The Defense Department responded to interview requests about the delays and increase in the number of discharges with a short statement, saying that any recruit, including those recruited through the Mavni program, “who receives an unfavorable security screening is deemed unsuitable for military service and is administratively discharged. Each recruit undergoes an individualized suitability review and the length of time for the review is dependent upon each individual’s unique background.”
So far, though, recruits in the 10-year-old program have not posed an undue security threat, according to a 2017 report by the RAND Corporation. The report, which was never officially released, found that the program’s recruits were generally better educated and better performing than the average enlisted soldier. It also found that there had been no instances of terrorism or espionage connected to an immigrant recruit.
Before the Vietnam War, all legal immigrants could enlist regardless of permanent status, and throughout American history a large slice of the troops who fought the nations battles have been immigrants, from Lt.

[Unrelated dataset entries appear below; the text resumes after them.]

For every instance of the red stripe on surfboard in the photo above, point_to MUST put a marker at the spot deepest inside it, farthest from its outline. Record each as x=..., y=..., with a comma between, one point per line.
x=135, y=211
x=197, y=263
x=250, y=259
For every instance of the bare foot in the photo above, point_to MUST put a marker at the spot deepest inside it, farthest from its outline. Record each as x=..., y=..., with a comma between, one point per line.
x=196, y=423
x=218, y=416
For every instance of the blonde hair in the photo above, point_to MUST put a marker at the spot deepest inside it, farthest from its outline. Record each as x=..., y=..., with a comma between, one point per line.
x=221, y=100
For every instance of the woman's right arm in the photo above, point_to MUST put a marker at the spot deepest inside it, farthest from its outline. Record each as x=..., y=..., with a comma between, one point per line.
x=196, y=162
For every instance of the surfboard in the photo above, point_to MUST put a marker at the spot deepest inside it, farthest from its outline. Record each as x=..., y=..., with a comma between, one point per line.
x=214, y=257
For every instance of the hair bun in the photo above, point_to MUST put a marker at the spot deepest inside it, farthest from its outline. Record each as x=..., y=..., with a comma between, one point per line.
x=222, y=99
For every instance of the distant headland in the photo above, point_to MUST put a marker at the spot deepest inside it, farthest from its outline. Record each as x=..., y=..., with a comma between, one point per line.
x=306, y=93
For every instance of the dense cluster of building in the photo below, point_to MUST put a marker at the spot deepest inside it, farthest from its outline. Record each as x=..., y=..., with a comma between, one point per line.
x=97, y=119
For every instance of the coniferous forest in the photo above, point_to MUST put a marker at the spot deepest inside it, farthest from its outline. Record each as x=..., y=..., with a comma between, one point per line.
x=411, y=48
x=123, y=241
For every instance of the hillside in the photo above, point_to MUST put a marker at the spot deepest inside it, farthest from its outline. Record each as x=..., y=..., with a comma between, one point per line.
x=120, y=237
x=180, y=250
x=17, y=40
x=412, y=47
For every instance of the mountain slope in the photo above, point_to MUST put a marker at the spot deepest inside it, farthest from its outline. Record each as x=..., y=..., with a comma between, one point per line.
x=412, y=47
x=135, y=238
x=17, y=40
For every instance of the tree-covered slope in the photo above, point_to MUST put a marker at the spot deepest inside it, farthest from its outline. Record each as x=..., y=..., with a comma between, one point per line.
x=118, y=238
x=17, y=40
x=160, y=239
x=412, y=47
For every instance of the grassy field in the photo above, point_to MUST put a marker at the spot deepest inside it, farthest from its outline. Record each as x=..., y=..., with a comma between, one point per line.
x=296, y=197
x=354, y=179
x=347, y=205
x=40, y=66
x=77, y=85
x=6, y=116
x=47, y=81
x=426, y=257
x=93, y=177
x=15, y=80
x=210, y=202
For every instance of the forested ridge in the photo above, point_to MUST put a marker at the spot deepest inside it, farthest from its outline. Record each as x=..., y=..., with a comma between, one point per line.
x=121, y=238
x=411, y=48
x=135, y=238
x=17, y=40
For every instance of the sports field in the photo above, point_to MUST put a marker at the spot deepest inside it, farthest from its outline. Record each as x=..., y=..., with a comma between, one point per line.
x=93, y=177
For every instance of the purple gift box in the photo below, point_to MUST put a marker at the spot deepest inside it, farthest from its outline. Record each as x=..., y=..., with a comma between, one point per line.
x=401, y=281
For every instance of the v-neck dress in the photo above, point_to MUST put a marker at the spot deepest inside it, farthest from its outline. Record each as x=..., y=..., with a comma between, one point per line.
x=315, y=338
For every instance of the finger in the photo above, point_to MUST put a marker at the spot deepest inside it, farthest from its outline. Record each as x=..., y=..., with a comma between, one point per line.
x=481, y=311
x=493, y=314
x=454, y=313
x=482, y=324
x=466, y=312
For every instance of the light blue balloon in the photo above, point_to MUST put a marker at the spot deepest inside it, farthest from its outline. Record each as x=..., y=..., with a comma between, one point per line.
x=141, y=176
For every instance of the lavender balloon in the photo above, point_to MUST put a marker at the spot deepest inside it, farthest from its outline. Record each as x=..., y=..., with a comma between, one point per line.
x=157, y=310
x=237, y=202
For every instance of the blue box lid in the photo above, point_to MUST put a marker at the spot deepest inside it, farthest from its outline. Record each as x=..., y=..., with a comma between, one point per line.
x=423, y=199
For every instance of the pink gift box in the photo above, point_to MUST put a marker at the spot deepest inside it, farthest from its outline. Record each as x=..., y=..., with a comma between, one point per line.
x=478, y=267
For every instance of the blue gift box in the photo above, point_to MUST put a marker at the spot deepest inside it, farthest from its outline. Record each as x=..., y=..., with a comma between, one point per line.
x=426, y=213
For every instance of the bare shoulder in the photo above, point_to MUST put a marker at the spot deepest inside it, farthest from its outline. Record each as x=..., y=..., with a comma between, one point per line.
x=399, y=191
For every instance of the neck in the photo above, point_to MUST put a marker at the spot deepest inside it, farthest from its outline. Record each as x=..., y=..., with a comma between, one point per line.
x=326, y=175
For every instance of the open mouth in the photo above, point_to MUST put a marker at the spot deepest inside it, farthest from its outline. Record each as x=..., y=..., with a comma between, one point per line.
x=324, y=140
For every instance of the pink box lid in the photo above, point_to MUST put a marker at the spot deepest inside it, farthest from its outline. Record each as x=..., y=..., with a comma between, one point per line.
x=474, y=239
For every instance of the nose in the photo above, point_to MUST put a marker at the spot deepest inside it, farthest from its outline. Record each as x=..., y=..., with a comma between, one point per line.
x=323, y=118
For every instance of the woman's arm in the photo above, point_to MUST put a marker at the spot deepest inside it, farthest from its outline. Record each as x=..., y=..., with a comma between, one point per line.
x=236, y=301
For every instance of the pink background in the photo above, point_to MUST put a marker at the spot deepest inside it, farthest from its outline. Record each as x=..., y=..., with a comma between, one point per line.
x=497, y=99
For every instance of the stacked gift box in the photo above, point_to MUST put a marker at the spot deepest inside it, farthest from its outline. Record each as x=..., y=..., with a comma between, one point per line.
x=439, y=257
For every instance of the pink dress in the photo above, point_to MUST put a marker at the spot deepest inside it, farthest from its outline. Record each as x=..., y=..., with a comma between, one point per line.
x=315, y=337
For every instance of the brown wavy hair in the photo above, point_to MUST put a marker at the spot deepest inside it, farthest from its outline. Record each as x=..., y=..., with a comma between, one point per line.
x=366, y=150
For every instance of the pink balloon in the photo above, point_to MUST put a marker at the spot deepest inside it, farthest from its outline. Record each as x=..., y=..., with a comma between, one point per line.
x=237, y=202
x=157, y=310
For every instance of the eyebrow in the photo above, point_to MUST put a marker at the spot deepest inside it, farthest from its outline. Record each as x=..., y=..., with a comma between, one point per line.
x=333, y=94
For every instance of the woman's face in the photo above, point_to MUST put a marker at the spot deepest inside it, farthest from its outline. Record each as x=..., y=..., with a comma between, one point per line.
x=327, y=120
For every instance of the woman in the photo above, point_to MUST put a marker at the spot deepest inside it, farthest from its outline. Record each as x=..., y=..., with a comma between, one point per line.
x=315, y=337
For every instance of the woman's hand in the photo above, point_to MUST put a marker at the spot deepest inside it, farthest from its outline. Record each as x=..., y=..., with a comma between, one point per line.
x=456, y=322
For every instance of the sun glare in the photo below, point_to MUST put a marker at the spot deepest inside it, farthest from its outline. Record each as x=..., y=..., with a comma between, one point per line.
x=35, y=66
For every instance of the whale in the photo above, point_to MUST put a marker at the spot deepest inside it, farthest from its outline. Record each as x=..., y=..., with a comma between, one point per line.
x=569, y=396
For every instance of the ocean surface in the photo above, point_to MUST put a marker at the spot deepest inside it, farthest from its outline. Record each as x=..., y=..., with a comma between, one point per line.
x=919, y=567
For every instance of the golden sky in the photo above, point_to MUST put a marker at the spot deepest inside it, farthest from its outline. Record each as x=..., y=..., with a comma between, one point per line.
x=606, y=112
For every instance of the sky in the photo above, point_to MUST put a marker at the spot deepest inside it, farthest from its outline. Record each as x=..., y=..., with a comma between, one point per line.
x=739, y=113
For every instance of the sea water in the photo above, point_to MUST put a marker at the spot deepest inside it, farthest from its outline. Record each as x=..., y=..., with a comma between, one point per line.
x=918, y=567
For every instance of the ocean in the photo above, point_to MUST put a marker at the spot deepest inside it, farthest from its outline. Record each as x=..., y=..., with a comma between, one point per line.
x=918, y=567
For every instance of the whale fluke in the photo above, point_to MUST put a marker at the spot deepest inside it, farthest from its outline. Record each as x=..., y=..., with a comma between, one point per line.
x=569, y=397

Col. Alexander Hamilton to the more than 700 immigrants who have been awarded the Medal of Honor.
Still, very few recruits have made it through the vetting process in the last two years, Ms. Stock said. They are kept waiting, unable to work civilian jobs or go to basic training and start their military careers.
In the past two months, lawyers have seen a stark uptick in troops getting discharged after being notified they have failed background checks. Ms. Stock said it could be a result of an effort to clear the backlog.
Recruits say they are not told why they failed background checks and have no way to appeal.
One Pakistani immigrant, worried about the long wait, was able to get his security report in May through a Freedom of Information Act request. The report noted the immigrant, an electrical engineering student recruited to repair generators, had dreamed of moving to the United States since he was 5, and had an American flag cover on his cellphone.
The recruit, the report stated, “has such a deep and longstanding loyalty to the U.S., that he can be expected to resolve any conflict of interest in favor of the U.S.”
“I jumped for joy, I was literally dancing when I read this because I knew there would be no problem,” said the recruit, who asked not to be named because he fears he could be harmed in Pakistan if he is deported.
In June he was told he had failed his security background check and was being discharged.
“I cried,” he said. “I feel like I have been kicked out of my own home.”
Private Second Class Lucas Calixto, a Brazilian immigrant who moved to the United States with his parents when he was 12, was discharged this spring after enlisting in the Army Reserve two years ago.
Since enlisting, he had been going through drills regularly in Massachusetts, where his unit had supported him, he said.
In June he was abruptly discharged for “personnel security,” according to a form. He was given no other explanation.
Last week he sued the Defense Department in federal court, saying the discharge, with no warning and no explanation, violated department regulations and “the fundamental requirements of due process.”
“It was my dream to serve in the U.S. military. Since America has been so good to me, I wanted to give back and serve in the United States Army,” Private Calixto said in an email. “I know this is not coming from my military unit. They have been very nice to me. It seems as if the decision is being made by higher-ups who don’t know me and are just trying to complicate things.”